Ahead of International Women’s Day 2020, we sat down with Anita to ask her a few questions about her career.

Could you walk us through your career prior to joining SMI?

"I graduated in 2005 from Imperial College in London, where I studied environmental geology. When I graduated I was one of those students who didn’t know whether they wanted to go right into a PhD or if I wanted to go and work, and for a little while I was in that weird headspace.

"I worked for just over a year in SE England, but I didn’t really feel like the skills I had learnt throughout my degree were being applied or developed in the way I wanted them to be. So, I had an opportunity to come and study in Australia and undertake the PhD I was thinking about doing at the University of Tasmania, specifically the Centre for Ore Deposit and Earth Sciences (CODES).

"Before the PhD started, I worked as a research assistant to the AMIRA P843 GeM project for a year, which was a project co-run by The University of Queensland and the University of Tasmania, and that was when my relationship with UQ started.

"I then went on to start my PhD in environmental geosciences, which focused on evaluating how the mining industry predicts acid and metalliferous drainage (AMD).

"When my PhD concluded the research was far from over, so through CRC ORE and the ARC Research Hub for Transforming the Mining Value Chain I undertook two postdoctoral research positions focused on mine waste management, AMD prediction and, more recently, extracting value from mining waste.

"I didn’t really mean to pursue an academic career, my intention was always to go and work in the mining industry after finishing my PhD. But, a surprise during my PhD was having my first child. It caused me to refocus my ideas in terms of what I was going to do when I finished."

What have been the highlights of your career?

"Recently starting a new project with the DNRME focusing on critical metals extraction from mine waste has been a highlight because I feel like my career to date has been working towards encouraging a range of stakeholders to better manage their mine waste, but now I can make this argument by presenting a business case where stakeholders can see a monetary value, attitudes are changing and will continue to as the decade evolves."
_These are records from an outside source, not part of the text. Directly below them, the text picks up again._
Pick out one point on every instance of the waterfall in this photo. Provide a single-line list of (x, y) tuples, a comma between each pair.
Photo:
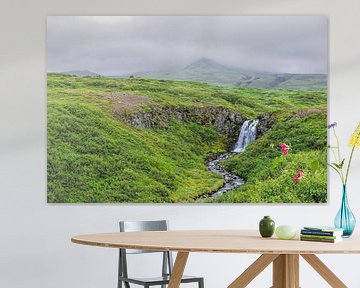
[(247, 135)]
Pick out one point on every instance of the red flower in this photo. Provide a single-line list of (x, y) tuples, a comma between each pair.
[(284, 148), (298, 176)]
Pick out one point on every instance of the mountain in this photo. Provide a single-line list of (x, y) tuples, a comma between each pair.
[(209, 71), (81, 73)]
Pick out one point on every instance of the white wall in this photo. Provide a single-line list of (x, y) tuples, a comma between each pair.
[(35, 248)]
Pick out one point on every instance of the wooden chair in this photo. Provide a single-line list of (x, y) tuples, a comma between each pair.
[(167, 263)]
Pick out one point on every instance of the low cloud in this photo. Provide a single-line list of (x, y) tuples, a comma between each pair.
[(116, 45)]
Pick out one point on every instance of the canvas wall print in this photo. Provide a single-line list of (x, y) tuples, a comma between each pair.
[(180, 109)]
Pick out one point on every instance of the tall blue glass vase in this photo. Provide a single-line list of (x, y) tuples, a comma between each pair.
[(345, 219)]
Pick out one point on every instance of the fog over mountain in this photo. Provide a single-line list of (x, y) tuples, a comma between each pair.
[(119, 45)]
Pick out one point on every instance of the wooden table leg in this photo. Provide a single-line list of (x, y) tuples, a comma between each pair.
[(324, 271), (253, 270), (178, 269), (286, 271)]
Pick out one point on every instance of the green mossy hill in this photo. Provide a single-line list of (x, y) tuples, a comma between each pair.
[(94, 156), (307, 136)]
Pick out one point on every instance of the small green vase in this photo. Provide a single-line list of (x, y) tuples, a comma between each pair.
[(267, 227)]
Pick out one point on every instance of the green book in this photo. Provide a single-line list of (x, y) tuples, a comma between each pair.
[(325, 240), (324, 228), (319, 236)]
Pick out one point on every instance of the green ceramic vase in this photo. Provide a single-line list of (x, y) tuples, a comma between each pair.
[(266, 227)]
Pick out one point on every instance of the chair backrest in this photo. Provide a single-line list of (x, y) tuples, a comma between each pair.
[(135, 226)]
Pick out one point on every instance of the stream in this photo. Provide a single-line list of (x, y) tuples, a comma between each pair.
[(247, 135)]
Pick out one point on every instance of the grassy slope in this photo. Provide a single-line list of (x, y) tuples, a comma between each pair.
[(94, 158), (213, 73), (307, 137)]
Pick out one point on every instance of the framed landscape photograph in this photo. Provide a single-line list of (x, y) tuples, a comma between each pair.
[(187, 109)]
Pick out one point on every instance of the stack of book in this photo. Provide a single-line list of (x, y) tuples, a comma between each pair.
[(321, 234)]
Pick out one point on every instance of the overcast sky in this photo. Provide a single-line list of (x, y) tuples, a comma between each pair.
[(116, 45)]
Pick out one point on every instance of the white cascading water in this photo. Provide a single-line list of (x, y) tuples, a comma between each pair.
[(247, 135)]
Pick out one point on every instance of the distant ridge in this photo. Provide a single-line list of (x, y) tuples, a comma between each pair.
[(81, 73), (212, 72)]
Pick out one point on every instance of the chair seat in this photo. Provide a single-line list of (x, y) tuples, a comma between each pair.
[(158, 280)]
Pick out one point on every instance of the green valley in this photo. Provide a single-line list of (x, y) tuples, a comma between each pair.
[(116, 140)]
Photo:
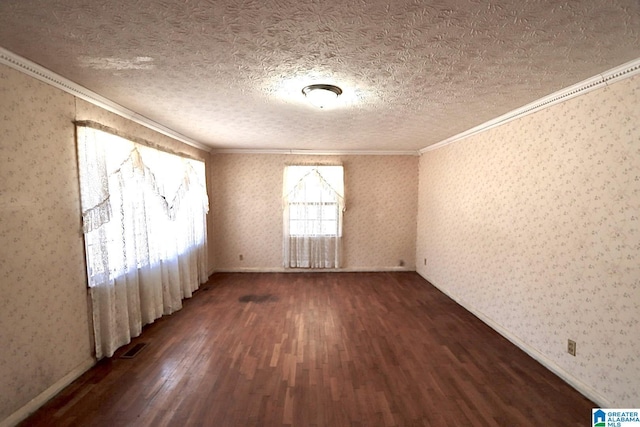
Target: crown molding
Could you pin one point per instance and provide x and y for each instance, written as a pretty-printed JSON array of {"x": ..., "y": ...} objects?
[
  {"x": 315, "y": 152},
  {"x": 621, "y": 72},
  {"x": 45, "y": 75}
]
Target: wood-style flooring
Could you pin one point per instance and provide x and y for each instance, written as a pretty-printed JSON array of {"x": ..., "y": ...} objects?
[{"x": 318, "y": 349}]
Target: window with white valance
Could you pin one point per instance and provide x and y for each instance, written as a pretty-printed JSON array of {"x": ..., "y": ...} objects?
[
  {"x": 144, "y": 219},
  {"x": 313, "y": 198}
]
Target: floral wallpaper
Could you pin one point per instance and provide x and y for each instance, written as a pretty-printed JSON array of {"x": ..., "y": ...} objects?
[
  {"x": 45, "y": 331},
  {"x": 379, "y": 223},
  {"x": 44, "y": 328},
  {"x": 536, "y": 225}
]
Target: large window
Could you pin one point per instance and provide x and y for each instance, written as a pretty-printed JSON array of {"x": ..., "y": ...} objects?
[
  {"x": 313, "y": 206},
  {"x": 144, "y": 219}
]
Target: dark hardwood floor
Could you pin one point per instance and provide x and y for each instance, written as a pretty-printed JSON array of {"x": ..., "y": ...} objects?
[{"x": 318, "y": 349}]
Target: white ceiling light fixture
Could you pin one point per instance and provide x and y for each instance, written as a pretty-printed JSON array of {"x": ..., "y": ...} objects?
[{"x": 322, "y": 95}]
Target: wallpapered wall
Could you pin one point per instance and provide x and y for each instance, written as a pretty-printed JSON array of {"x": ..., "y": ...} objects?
[
  {"x": 44, "y": 327},
  {"x": 45, "y": 333},
  {"x": 379, "y": 223},
  {"x": 536, "y": 226}
]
Have you seen changes in the way women are treated or viewed in the workplace across your career?

"There have also been big changes in supporting women in mining, there have been big pushes by professional bodies and the industry as a whole. I’ve been involved in organising conferences, and there’s been a big push to achieve equity in the speakers and panels and so forth, which is great.

"From a female point of view, you don’t want to be championed because you are a woman, so it can be tricky to manage being sensitive but inclusive. But at least there is a push to encourage women to in geoscience to go for gold and people are thinking about ways to help facilitate this."

Based on your own experiences, what advice would you give to young women about to start their career?

"When it comes to advice, there’s obviously clichés – back yourself and all of that – and they are true, one of the things that has kept me going is having self-confidence. You don’t have to be the loudest voice in the room, but you do have to believe in yourself. How can you expect others to if you don’t?

"Don’t be afraid to fail. Failure isn’t a bad thing and doesn’t make you worse than the bloke next to you. But, make the failure mean something, learn from it - that is really important. Life is full of curve balls so make sure you are adaptive and resilient."